The conventional art method proposed to solve the foregoing problem in Japanese patent application unexamined laid open No. 8-157271 coats the surface of an FRC with glass. This method improves the oxidation resistance and the room temperature strength of the FRC by the sealing effect of the glass. However, the properties of the FRC manufactured by this method are still below the level of properties required of structural materials for use in a hot oxidizing atmosphere.
The inventors of the present invention found through elaborate studies of the foregoing problems that the foregoing problem can be solved by impregnating the conventional fiber-reinforced ceramic with glass so that the voids are filled up with the glass and have made the present invention on the basis of the knowledge acquired through the studies.
The present invention has been made to solve the foregoing problems and it is therefore an object of the present invention to provide a glass-impregnated, fiber-reinforced ceramic having excellent oxidation resistance in a hot oxidizing atmosphere and high room temperature strength.
Another object of the present invention is to provide a method of manufacturing a glass-impregnated, fiber-reinforced ceramic having excellent oxidation resistance in a hot oxidizing atmosphere and high room temperature strength.
According to a first aspect of the present invention, a glass-impregnated, fiber-reinforced ceramic including a ceramic matrix having voids opening outside; inorganic fibers embedded in the ceramic matrix; and a glass matrix with which the voids of the ceramic matrix are filled.
When the glass-impregnated, fiber-reinforced ceramic is placed in a hot oxidizing atmosphere, the ceramic matrix and the inorganic fibers embedded in the ceramic matrix are insulated from oxygen contained in the hot oxidizing atmosphere because at least the voids in the ceramic matrix are filled up with the glass matrix. Therefore, even if the ceramic matrix and the inorganic fibers are subject to oxidation, the oxidation of the ceramic matrix and the inorganic fibers are protected surely from oxidation and hence a main cause of the reduction of the high-temperature strength and the oxidation resistance of the glass-impregnated, fiber-reinforced ceramic is eliminated. Accordingly, the high-temperature strength and the oxidation resistance of the glass-impregnated, fiber-reinforced ceramic of the present invention are far higher than those of the conventional fiber-reinforced ceramic not impregnated with glass. Since the cause of reduction of the strength due to the notch effect of the voids can be eliminated by the densifying effect of the impregnation with glass, the room temperature strength of the glass-impregnated, fiber-reinforced ceramic of the present invention is far higher than that of the conventional fiber-reinforced ceramic.
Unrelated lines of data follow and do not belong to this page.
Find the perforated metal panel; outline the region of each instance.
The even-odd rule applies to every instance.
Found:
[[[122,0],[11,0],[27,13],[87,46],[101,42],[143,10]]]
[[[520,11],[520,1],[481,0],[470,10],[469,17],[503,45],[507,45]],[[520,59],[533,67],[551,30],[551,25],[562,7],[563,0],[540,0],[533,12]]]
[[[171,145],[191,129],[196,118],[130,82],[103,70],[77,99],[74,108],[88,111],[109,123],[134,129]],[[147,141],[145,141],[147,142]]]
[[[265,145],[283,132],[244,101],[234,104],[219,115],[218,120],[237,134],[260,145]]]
The glass matrix may be one of AlPO4, PbO, ZnO, SiO2, B2O3, Al2O3, Na2O, CaO, MgO, Li2O and K2O or a combination of some of those substances. A material of an appropriate composition having an appropriate softening point can be used as the glass matrix according to the temperature of the atmosphere in which the glass-impregnated, fiber-reinforced ceramic of the present invention is to be used because the glass matrix may be one of those substances or a combination of some of those substances. Therefore, voids can be effectively stopped up with the glass matrix at a working temperature and the glass matrix is able to exercise its oxygen intercepting effect effectively in a wide temperature range.
According to a second aspect of the present invention, a method for manufacturing a glass-impregnated, fiber-reinforced ceramic, comprising the steps of: producing a fiber-reinforced ceramic including a ceramic matrix having voids opening outside and inorganic fibers embedded in the ceramic matrix; impregnating the fiber-reinforced ceramic with glass precursor solution containing glass precursor to fill the voids of the ceramic matrix with the glass precursor solution; and subjecting the fiber-reinforced ceramic impregnated with the glass precursor solution to heat treatment.
The fiber-reinforced ceramic can be surely and quickly impregnated with the glass precursor solution containing a glass precursor which can be vitrified by thermal decomposition by immersing the fiber-reinforced ceramic in the glass precursor solution under a vacuum atmosphere. When the fiber-reinforced ceramic thus impregnated with the glass precursor solution is subjected to a heat treatment, the glass precursor is vitrified by thermal decomposition to form the glass matrix in the voids. Thus, the glass-impregnated, fiber-reinforced ceramic can be efficiently manufactured by simple processes.
The impregnating step of the fiber-reinforced ceramic with the glass precursor solution and the heating treatment of the fiber-reinforced ceramic impregnated with the glass precursor solution may be alternately repeated several times. If the impregnating process and the heating process are repeated alternately several times, the number of voids formed by the dissipation of components of the glass precursor solution filling up the voids in the fiber-reinforced ceramic caused by the heating process decreases gradually to increase the void filling ratio of the glass matrix greatly. Consequently, the oxygen intercepting effect and the densifying effect of the glass matrix are further enhanced.
The producing step of the fiber-reinforced ceramic may include depositing ceramic material by a chemical vapor deposition (CVD) process on the inorganic fiber to form the ceramic matrix. The fiber-reinforced ceramic can be formed in a thin structure by thus depositing the ceramic matrix on the inorganic fibers.
According to a third aspect of the present invention, a method for manufacturing a glass-impregnated, fiber-reinforced ceramic, includes the steps of: producing a fiber-reinforced ceramic having a ceramic matrix having voids opening outside and inorganic fibers embedded in the ceramic matrix; and impregnating the fiber-reinforced ceramic with molten glass to fill the voids of the ceramic matrix with the molten glass.
When impregnating the fiber-reinforced ceramic with the molten glass, the fiber-reinforced ceramic is immersed in the molten glass in a vacuum atmosphere to stop up the voids in the fiber-reinforced ceramic. Therefore, the fiber-reinforced ceramic can be quickly and surely filled with the molten glass. Since the fiber-reinforced ceramic can be impregnated with the molten glass by a single process, the glass-impregnated, fiber-reinforced ceramic manufacturing method needs a small number of processes and the glass-impregnated, fiber-reinforced ceramic can be efficiently manufactured.
The impregnating step of the fiber-reinforced ceramic with the molten glass may be repeated for several times. If the impregnation process is repeated several times, the void filling ratio of the glass matrix increases greatly, which further enhances the oxygen intercepting effect and the densifying effect of the glass matrix.